Definition of ‘Patent Pool’:

The ‘Patent Pool’ is defined as, “an agreement between different owners, including companies, governments and academic bodies to make available patent rights on non-exclusive basis to manufacturers and distributor of drugs against payment of royalties”

Thus one of the often repeated key benefits of the ‘Patent Pool’, as considered by its proponent, is that the system enables the use of innovation against payment of royalties, without the risk of patent infringement.

The rationale for ‘Patent Pool’ system:

Many experts in this area feel that the conventional patent system does not really work for the diseases of the poor, all over the world. Though the concept of ‘Patent Pool’ is quite new in the global pharmaceutical industry, this system is being very successfully and widely practised within the Information Technology (IT) industry. ‘Patent Pool’ system, if effectively used, can also help the global pharmaceutical companies to improve their access to many more developing countries of the world.

GSK appears to have kick started the process:

Andrew witty of GSK is undoubtedly the first CEO of a global pharmaceutical company to announce a ‘Patent Pool’ system for research on 16 neglected tropical diseases like, tuberculosis, malaria, filariasis leprosy and leishmaniasis. GSK has, in a real sense, kick started the process by putting more than 500 granted pharmaceuticals patents and over 300 pending applications in the ‘Patent Pool’.

Key requirements for the ‘Patent Pool’:

Careful identification of various patents, which will be essential for the pool, will be one of the key requirements to initiate a ‘Patent Pool’ system. It makes the need to obtain individual patents, required in the process of a drug discovery, less important.

Key issues with the ‘Patent Pool’ concept:

It has been reported, from a WHO conference held in April, 2006 ‘Innovation Strategy Today’ worked out that the start-up costs of a ‘Patent Pool’ for vaccines will be economically viable only if more than 25 participants holding relevant patents join the initiative.

Moreover, various types of litigations, related to patents, which we are currently witnessing within the global pharmaceutical industry, could also be impediment in getting more patents in the pool.

Conclusion:

The initiative to create a ‘Patent Pool’ system in the global pharmaceutical industry, especially for the diseases of the poor, as enunciated by the CEO of GSK, is indeed a path breaking one.
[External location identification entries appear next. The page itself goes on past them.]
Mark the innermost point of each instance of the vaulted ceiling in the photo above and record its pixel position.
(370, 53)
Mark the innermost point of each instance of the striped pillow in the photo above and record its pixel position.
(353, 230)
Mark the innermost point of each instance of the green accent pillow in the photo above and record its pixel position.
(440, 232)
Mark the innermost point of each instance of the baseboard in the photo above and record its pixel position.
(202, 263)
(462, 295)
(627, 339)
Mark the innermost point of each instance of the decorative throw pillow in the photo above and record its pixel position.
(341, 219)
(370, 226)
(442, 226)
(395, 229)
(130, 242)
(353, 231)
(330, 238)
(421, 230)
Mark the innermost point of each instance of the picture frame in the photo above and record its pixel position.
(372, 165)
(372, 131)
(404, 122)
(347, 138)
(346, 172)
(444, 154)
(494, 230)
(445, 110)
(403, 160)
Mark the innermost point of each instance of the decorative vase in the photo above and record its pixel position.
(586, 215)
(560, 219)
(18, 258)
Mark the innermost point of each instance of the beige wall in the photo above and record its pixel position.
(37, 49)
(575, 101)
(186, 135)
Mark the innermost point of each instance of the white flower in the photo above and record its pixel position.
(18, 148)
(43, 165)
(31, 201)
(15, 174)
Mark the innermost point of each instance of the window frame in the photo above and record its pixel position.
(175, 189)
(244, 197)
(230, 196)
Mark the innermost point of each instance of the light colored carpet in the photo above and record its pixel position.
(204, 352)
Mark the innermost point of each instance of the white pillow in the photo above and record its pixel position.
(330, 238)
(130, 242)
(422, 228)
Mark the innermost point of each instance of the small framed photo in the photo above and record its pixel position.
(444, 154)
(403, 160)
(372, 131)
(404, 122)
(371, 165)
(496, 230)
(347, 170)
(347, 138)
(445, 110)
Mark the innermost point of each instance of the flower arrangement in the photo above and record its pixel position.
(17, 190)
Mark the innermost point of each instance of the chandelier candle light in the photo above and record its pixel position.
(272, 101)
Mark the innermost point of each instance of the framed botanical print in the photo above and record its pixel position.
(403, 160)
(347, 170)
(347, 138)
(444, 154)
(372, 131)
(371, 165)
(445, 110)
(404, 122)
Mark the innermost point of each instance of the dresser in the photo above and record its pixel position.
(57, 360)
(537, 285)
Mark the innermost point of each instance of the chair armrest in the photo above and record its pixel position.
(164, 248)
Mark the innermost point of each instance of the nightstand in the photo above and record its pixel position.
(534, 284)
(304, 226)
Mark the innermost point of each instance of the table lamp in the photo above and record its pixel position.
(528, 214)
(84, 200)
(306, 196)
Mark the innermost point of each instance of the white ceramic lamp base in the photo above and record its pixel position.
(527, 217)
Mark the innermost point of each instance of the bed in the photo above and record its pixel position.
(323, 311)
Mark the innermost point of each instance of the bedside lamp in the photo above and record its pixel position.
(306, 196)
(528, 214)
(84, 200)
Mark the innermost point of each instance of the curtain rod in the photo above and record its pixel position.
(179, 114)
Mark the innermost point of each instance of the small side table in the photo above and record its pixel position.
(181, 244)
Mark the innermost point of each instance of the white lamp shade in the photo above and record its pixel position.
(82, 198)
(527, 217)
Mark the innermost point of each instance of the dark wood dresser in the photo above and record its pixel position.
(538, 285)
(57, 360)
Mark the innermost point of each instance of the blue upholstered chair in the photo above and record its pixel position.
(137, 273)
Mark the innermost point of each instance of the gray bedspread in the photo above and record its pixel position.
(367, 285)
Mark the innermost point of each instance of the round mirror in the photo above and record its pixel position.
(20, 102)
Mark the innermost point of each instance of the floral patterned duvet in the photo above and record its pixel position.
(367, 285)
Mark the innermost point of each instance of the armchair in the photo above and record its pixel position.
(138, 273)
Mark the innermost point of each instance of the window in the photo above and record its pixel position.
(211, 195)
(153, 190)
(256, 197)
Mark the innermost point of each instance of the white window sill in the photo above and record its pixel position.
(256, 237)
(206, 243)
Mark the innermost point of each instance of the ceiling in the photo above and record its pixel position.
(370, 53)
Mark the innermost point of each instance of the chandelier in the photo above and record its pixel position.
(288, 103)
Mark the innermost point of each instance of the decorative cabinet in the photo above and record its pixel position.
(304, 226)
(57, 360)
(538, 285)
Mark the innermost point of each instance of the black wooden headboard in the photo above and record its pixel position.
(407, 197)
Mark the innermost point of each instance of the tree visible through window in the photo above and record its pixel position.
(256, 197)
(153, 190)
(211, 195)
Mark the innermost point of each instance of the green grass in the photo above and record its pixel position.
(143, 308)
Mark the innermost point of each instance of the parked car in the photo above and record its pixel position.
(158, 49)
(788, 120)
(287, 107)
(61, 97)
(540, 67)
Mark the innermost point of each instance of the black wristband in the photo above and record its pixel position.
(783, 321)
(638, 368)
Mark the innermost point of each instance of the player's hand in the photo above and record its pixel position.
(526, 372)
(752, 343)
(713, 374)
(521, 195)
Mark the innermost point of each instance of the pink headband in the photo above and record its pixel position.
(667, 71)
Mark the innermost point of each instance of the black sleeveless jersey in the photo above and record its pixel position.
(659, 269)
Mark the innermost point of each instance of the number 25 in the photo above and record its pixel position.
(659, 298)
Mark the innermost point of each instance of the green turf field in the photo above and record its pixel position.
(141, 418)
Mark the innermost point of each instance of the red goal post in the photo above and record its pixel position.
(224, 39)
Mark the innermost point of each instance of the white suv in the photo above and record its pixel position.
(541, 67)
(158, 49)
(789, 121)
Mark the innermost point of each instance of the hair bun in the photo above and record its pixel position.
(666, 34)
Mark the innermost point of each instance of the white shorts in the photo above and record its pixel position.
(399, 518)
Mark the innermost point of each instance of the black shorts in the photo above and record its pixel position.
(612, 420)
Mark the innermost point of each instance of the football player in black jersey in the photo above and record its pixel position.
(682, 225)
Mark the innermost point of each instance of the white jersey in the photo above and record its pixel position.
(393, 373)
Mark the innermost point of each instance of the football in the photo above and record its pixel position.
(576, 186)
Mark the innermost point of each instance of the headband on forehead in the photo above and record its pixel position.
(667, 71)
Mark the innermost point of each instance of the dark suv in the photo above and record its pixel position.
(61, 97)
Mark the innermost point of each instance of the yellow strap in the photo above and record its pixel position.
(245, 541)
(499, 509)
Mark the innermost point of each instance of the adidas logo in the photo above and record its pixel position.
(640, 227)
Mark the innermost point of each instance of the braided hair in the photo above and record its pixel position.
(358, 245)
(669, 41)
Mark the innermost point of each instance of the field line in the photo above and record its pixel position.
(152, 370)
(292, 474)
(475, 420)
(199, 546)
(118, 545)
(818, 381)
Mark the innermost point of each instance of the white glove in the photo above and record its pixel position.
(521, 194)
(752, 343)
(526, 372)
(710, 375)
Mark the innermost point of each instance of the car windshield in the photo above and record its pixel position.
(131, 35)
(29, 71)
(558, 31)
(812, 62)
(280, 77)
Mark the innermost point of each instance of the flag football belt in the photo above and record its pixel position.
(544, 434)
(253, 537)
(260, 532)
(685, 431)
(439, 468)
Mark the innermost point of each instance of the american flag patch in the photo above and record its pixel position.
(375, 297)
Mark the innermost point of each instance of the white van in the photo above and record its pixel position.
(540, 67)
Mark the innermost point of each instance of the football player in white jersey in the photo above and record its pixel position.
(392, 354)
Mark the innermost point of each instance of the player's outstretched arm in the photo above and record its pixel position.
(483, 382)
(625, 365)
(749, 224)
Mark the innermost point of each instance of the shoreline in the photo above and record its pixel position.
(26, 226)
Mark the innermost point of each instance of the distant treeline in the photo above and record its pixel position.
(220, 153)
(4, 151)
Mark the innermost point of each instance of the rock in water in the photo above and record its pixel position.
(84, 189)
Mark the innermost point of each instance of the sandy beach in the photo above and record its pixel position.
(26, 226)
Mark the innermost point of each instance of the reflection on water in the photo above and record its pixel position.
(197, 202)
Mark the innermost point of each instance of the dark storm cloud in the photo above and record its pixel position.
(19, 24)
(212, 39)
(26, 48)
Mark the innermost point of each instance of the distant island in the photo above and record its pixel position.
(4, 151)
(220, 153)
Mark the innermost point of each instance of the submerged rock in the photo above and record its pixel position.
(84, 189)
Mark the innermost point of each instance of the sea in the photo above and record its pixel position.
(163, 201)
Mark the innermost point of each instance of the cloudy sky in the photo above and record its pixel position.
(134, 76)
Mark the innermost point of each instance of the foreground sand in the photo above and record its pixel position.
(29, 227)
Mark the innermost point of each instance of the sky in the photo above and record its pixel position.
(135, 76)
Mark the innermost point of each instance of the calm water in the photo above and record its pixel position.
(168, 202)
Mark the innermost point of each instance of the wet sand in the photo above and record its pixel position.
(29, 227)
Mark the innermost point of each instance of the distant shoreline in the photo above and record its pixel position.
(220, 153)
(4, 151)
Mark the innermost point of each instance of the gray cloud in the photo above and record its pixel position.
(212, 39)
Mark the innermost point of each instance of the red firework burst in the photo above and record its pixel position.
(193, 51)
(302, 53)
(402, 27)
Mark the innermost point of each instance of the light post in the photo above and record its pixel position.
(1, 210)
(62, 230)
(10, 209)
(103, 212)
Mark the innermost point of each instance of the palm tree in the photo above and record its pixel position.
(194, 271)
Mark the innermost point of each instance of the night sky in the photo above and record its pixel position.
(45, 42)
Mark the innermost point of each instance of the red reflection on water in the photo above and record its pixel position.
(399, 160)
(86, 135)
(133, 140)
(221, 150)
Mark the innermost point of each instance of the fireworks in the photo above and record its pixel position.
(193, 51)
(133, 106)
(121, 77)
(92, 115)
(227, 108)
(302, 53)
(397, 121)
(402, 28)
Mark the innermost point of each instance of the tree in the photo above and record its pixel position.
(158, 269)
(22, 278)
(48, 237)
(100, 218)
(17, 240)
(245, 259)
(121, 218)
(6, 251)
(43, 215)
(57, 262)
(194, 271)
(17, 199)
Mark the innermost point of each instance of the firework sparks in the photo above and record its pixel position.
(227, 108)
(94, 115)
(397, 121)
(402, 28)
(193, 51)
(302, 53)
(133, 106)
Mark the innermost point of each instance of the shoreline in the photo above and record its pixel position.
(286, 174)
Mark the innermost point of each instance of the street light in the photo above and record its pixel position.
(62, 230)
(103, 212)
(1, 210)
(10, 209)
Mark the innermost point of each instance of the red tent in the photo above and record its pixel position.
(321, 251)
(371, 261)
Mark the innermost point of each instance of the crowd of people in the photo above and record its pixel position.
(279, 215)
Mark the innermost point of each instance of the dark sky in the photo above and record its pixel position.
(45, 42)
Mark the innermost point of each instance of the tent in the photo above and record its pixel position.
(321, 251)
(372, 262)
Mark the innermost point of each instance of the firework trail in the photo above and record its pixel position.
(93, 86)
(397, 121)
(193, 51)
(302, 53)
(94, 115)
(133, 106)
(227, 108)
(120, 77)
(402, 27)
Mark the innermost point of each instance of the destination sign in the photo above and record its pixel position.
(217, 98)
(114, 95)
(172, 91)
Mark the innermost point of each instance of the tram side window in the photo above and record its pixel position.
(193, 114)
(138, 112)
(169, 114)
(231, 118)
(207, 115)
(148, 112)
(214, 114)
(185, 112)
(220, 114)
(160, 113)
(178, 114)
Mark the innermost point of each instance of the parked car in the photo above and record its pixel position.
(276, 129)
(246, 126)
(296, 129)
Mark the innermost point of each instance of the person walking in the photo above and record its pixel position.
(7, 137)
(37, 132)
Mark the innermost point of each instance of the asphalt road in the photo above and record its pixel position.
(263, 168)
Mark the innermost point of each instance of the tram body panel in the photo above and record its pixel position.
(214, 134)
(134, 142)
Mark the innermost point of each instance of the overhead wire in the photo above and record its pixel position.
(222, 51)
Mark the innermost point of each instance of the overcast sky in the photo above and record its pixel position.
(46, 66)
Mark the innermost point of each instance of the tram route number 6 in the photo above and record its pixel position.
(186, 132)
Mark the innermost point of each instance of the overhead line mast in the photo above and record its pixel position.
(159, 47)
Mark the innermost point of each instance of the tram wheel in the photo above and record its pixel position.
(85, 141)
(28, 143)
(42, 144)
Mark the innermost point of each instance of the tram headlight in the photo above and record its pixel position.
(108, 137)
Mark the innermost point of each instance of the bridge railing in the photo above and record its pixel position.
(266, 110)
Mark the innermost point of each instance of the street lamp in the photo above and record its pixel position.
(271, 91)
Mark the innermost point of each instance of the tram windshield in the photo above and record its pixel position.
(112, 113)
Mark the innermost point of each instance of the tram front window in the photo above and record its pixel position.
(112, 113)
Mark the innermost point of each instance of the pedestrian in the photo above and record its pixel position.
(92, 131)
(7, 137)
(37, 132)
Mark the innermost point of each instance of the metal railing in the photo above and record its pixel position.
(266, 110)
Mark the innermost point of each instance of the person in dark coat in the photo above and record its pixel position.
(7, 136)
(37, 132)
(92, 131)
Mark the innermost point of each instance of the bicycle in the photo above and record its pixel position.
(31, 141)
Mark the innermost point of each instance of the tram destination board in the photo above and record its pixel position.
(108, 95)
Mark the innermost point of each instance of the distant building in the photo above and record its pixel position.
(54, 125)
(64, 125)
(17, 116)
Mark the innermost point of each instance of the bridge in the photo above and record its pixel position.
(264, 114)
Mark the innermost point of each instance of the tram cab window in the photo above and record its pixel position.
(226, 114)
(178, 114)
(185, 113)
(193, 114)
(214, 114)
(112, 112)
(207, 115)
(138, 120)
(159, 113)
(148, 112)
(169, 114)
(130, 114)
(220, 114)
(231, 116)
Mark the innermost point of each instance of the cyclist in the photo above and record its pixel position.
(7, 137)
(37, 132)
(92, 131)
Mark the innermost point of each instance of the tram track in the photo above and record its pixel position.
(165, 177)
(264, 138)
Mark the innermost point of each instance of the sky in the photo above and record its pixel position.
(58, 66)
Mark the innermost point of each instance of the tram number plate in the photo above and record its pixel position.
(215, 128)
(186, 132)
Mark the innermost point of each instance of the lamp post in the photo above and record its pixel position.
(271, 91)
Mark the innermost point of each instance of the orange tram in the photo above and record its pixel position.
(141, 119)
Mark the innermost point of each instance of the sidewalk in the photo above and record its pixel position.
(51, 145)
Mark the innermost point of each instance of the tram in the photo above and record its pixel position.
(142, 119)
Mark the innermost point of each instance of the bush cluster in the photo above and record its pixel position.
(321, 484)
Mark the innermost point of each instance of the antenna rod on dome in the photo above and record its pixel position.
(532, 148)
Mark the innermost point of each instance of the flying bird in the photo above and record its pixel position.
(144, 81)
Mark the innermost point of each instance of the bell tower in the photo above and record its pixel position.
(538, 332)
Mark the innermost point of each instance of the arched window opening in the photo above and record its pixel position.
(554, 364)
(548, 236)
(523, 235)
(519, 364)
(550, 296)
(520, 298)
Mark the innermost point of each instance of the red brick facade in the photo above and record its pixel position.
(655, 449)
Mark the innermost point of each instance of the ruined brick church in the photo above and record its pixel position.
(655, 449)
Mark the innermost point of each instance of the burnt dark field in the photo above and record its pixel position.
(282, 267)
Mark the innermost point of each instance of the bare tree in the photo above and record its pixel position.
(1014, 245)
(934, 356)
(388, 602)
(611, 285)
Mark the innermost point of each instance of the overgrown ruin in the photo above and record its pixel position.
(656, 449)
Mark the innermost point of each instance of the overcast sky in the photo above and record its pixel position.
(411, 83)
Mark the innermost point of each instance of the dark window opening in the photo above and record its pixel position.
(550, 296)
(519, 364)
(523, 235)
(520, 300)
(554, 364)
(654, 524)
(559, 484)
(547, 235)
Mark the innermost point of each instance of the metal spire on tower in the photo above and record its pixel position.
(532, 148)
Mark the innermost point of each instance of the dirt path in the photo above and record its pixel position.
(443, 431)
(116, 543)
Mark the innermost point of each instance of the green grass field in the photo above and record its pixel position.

Such initiatives are likely to have very positive contribution in solving the problem of access to affordable medicines, especially in the developing world.

In fact, the Council of Science and Industrial Research of the Government of India, lead by its Director General, Dr. Samir Brahmachari has already undertaken similar initiatives in the country where global experts including academia are actively participating.

Though ‘Patent Pool’ is still an untested model in the global pharmaceutical industry, the recent announcement of GSK towards this direction does appear to offer a realistic and practical approach to address the critical global issue of improving ‘access to affordable innovative modern medicines’ to a vast majority of population in the developing countries of the world.

By Tapan Ray

Disclaimer: The views/opinions expressed in this article are entirely my own, written in my individual and personal capacity. I do not represent any other person or organization for this opinion.